Fulacht fia, Coom, Co. Cork
Co. Cork |
Settlement Sites
On a north-east-facing slope of rough grazing land near Coom in County Cork, a low oval mound sits quietly in the landscape, easy to overlook and unremarkable to the untrained eye.
It measures roughly nine metres north to south and nearly sixteen metres east to west, and it is composed almost entirely of burnt material, the compacted debris of repeated high-temperature activity carried out here long ago. This is a fulacht fia, a type of prehistoric cooking site found in considerable numbers across Ireland, particularly in Cork and Kerry. The typical interpretation is that a trough, dug into the ground and filled with water, was brought to the boil by dropping fire-heated stones into it. Those stones, once cracked and spent, were discarded to the side, and over years or centuries of use they accumulated into the characteristic low mound that survives today.

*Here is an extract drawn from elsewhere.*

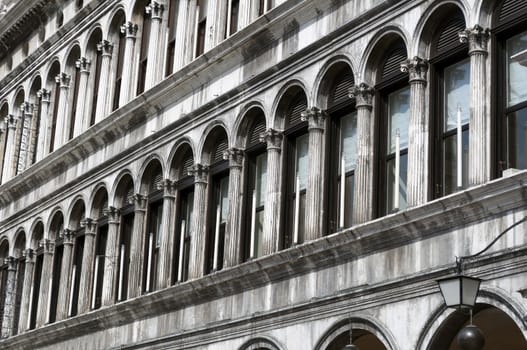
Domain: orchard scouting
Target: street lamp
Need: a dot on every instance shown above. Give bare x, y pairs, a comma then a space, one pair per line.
460, 292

Fulachtaí fia, the plural form, are among the most common archaeological monument types on the Irish landscape, yet individual examples rarely attract much attention. Their dates generally fall within the Bronze Age, roughly 1500 to 500 BC, though some sites have produced earlier or later evidence. The exact purpose of the Coom example is unknown beyond what its form suggests. The burnt mound itself is the only record; no associated trough or timber structure has been documented here, which is not unusual, as such features are often only revealed through excavation. What survives above ground is simply the accumulated waste of a process carried out, probably many times over, by people who left almost nothing else behind.